Le pauvre gosse harcelé est roux – vieille malédiction des roux. Sous Chatel, il était gaucher – vieille malédiction des gauchers. Poncifs et stéréotypes. Dans la réalité, il est effectivement souvent faible – le dernier cas où j’ai eu l’occasion d’intervenir, avec tous mes collègues, concernait une gamine malade -, mais il est le plus souvent bon élève. Quatre brutes à front bas contre un « intello » – et il faudra un jour demander des comptes à tous ceux qui ont laissé s’installer la haine du savoir et de l’intelligence -, c’est cela, le plus souvent, la réalité du harcèlement. Ajoutez les distinctions de « communautés » – la gauche a tenu à réinventer les particularismes ethniques ou religieux, la droite classique a laissé faire, la République finit éparpillée façon puzzle, de malheureux gosses en paient le prix -, et vous avez le chaudron de sorcières où mijotent les occasions de harcèlement.
Tolérance zéro
C’est ce que pensait La Fontaine (dans la fable des Deux pigeons), et c’est la réalité de terrain, n’en déplaise aux pédagogues post-rousseauistes qui veulent croire que l’enfant est bon. L’enfant est sauvage, même quand il n’a pas été élevé avec les loups. C’est à l’institution scolaire – et naturellement à ses parents, trop souvent en faillite éducative – de redresser (c’est le sens premier d’instituer, qui a donné instituteur) la petite bête féroce qui arrache les ailes des mouches et distribue des gnons à ses camarades.
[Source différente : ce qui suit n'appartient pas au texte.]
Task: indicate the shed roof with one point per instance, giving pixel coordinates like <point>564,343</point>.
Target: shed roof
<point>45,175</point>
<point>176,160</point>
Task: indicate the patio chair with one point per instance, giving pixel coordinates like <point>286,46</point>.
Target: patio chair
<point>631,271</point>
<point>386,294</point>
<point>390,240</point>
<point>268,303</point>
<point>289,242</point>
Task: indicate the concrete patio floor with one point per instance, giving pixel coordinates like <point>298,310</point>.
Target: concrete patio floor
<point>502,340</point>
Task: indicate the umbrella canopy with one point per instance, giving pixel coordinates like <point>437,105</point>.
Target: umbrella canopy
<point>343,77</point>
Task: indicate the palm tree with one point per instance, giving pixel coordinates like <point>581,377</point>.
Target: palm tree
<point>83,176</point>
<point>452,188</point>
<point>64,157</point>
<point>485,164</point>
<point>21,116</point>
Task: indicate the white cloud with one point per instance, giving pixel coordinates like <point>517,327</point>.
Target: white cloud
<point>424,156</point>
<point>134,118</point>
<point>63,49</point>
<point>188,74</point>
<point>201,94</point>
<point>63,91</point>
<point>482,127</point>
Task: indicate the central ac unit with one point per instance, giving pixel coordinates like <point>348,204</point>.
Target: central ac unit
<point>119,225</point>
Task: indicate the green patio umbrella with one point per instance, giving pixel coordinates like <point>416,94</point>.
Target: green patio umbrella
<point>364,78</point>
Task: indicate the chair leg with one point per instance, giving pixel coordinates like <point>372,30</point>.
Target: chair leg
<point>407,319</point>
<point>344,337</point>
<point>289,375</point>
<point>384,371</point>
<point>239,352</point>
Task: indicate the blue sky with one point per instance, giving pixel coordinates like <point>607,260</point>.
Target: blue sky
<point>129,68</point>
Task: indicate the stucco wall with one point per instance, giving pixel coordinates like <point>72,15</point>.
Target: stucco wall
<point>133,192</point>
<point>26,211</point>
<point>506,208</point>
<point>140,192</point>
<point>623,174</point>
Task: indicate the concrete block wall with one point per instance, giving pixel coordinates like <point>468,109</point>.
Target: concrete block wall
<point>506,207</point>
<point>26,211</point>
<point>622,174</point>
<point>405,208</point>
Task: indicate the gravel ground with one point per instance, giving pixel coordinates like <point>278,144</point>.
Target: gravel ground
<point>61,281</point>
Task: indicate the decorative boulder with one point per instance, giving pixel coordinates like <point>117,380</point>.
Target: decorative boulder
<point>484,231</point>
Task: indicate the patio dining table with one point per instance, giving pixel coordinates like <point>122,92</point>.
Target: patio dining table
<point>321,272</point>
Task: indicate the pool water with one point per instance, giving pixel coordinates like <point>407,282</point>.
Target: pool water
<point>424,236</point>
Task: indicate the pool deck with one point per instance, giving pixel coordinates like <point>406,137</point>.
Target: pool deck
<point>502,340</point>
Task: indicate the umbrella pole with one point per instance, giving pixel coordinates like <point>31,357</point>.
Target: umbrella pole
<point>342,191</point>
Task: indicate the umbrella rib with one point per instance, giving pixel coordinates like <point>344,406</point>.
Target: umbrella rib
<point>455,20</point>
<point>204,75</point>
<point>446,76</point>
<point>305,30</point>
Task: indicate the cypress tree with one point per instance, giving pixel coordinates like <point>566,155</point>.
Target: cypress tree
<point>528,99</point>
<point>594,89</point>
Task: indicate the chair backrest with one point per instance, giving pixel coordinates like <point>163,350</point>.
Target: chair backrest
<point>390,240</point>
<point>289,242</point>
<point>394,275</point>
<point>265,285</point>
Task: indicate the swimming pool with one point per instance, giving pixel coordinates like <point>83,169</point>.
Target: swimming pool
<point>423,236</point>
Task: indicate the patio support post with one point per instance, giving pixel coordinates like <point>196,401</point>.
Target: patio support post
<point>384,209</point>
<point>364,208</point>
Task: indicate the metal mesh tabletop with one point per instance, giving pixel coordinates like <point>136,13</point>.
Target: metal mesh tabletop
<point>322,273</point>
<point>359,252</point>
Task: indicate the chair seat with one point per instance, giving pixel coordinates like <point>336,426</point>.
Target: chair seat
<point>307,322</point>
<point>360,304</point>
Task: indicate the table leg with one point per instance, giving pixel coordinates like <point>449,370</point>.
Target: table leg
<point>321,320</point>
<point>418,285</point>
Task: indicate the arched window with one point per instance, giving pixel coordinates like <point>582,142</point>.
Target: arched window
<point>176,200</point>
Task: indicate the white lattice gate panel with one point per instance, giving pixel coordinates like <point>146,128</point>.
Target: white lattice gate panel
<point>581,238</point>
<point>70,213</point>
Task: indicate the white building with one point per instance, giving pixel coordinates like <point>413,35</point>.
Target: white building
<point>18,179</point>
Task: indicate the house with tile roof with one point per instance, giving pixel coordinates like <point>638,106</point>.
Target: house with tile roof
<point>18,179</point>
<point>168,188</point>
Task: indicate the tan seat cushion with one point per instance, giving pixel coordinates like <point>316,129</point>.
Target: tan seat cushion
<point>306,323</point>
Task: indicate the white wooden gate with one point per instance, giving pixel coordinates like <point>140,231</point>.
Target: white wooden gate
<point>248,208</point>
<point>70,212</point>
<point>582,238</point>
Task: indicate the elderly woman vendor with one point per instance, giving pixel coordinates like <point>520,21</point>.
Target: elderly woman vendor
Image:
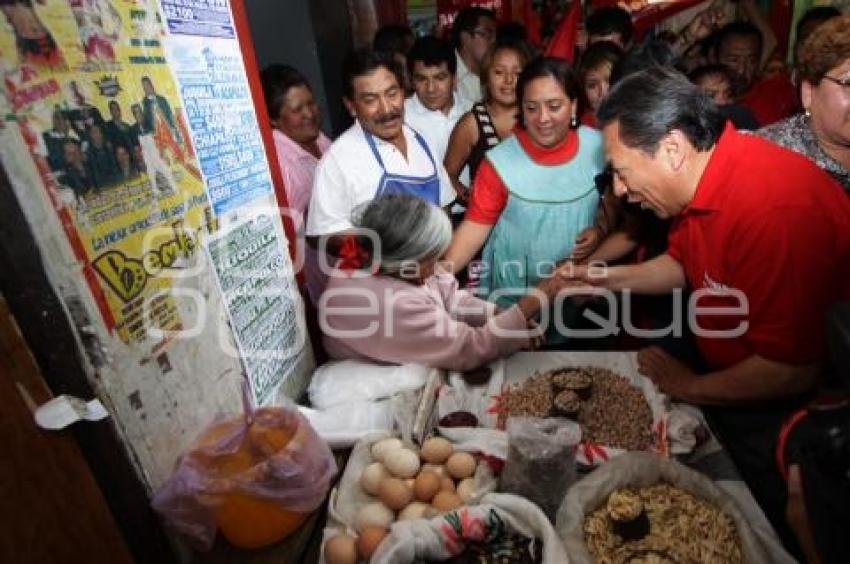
<point>407,309</point>
<point>822,133</point>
Il faut urgemment instaurer une tolérance zéro. Tout harceleur doit être non seulement exclu, mais traduit en justice. Il faut former les enseignants (et pas seulement les enseignants) à détecter les maltraitances physiques ou psychiques. Il faut moraliser les réseaux sociaux : une attaque via Facebook doit être elle aussi passible des tribunaux, et aucun anonymat ne doit persister face à un délit, qui peut entraîner la mort, dois-je le rappeler.
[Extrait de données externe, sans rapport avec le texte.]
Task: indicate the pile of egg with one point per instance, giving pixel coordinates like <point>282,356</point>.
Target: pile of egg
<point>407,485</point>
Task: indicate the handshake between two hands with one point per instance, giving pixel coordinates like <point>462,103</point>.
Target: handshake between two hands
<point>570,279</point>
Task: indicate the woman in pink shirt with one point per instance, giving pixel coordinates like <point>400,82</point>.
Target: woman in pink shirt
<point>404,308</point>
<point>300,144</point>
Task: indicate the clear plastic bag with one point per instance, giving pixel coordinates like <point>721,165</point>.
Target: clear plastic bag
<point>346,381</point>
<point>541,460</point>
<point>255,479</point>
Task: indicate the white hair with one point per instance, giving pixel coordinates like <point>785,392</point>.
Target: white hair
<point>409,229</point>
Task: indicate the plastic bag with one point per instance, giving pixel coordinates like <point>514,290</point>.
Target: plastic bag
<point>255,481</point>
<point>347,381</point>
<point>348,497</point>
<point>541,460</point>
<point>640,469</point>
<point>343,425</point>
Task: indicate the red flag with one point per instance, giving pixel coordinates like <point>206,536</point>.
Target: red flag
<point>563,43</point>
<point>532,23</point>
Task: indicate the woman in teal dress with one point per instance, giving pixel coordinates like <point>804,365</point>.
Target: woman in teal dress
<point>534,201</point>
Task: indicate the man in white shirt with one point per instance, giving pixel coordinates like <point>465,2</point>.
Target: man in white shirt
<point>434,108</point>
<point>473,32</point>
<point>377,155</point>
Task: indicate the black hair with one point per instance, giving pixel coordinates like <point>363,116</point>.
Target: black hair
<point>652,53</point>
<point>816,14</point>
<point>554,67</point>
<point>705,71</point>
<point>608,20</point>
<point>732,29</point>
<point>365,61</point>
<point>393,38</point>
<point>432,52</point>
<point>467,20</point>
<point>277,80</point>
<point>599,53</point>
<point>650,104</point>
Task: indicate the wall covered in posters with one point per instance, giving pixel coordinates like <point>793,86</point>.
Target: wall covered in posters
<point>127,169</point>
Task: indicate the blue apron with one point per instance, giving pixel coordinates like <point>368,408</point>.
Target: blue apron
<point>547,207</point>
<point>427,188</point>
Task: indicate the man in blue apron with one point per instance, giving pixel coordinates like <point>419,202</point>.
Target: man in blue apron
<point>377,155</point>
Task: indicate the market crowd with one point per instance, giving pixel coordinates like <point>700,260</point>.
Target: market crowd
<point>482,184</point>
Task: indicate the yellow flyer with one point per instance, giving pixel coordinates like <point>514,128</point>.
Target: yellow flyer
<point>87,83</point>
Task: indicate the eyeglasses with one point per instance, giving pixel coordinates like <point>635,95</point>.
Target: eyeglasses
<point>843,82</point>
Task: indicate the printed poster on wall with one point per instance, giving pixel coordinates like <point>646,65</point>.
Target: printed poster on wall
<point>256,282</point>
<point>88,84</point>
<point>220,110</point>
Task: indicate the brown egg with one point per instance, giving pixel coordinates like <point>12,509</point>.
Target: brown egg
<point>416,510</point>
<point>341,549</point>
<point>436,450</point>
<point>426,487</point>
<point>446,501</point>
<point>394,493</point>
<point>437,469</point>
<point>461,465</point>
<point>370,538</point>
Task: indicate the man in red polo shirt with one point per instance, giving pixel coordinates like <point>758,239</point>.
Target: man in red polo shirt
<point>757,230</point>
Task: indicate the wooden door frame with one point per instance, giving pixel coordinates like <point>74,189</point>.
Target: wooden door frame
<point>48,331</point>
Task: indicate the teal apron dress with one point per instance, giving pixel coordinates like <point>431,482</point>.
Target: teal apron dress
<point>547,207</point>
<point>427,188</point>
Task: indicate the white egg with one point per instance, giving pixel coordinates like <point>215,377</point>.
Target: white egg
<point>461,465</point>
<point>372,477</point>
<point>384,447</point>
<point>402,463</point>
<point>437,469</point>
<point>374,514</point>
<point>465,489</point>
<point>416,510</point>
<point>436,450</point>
Alors, cessons de trouver des excuses aux harceleurs, et prenons-les pour ce qu’ils sont : des brutes et des délinquants.
Ah, mais ils ne font que répéter une violence qu’ils subissent, disent les belles âmes. Ma foi, les belles âmes (qui inscrivent leurs enfants dans des établissements sans problèmes) sont responsables, à force de mansuétude et de « compréhension », d’une extension du domaine de la violence. Réinstituons déjà la transmission impitoyable du savoir et des Lumières à l’école, ce sera un premier pas. Et parallèlement, traduisons en justice les petits caïds en puissance. Ça leur évitera de finir un jour sous les balles d’autres caïds.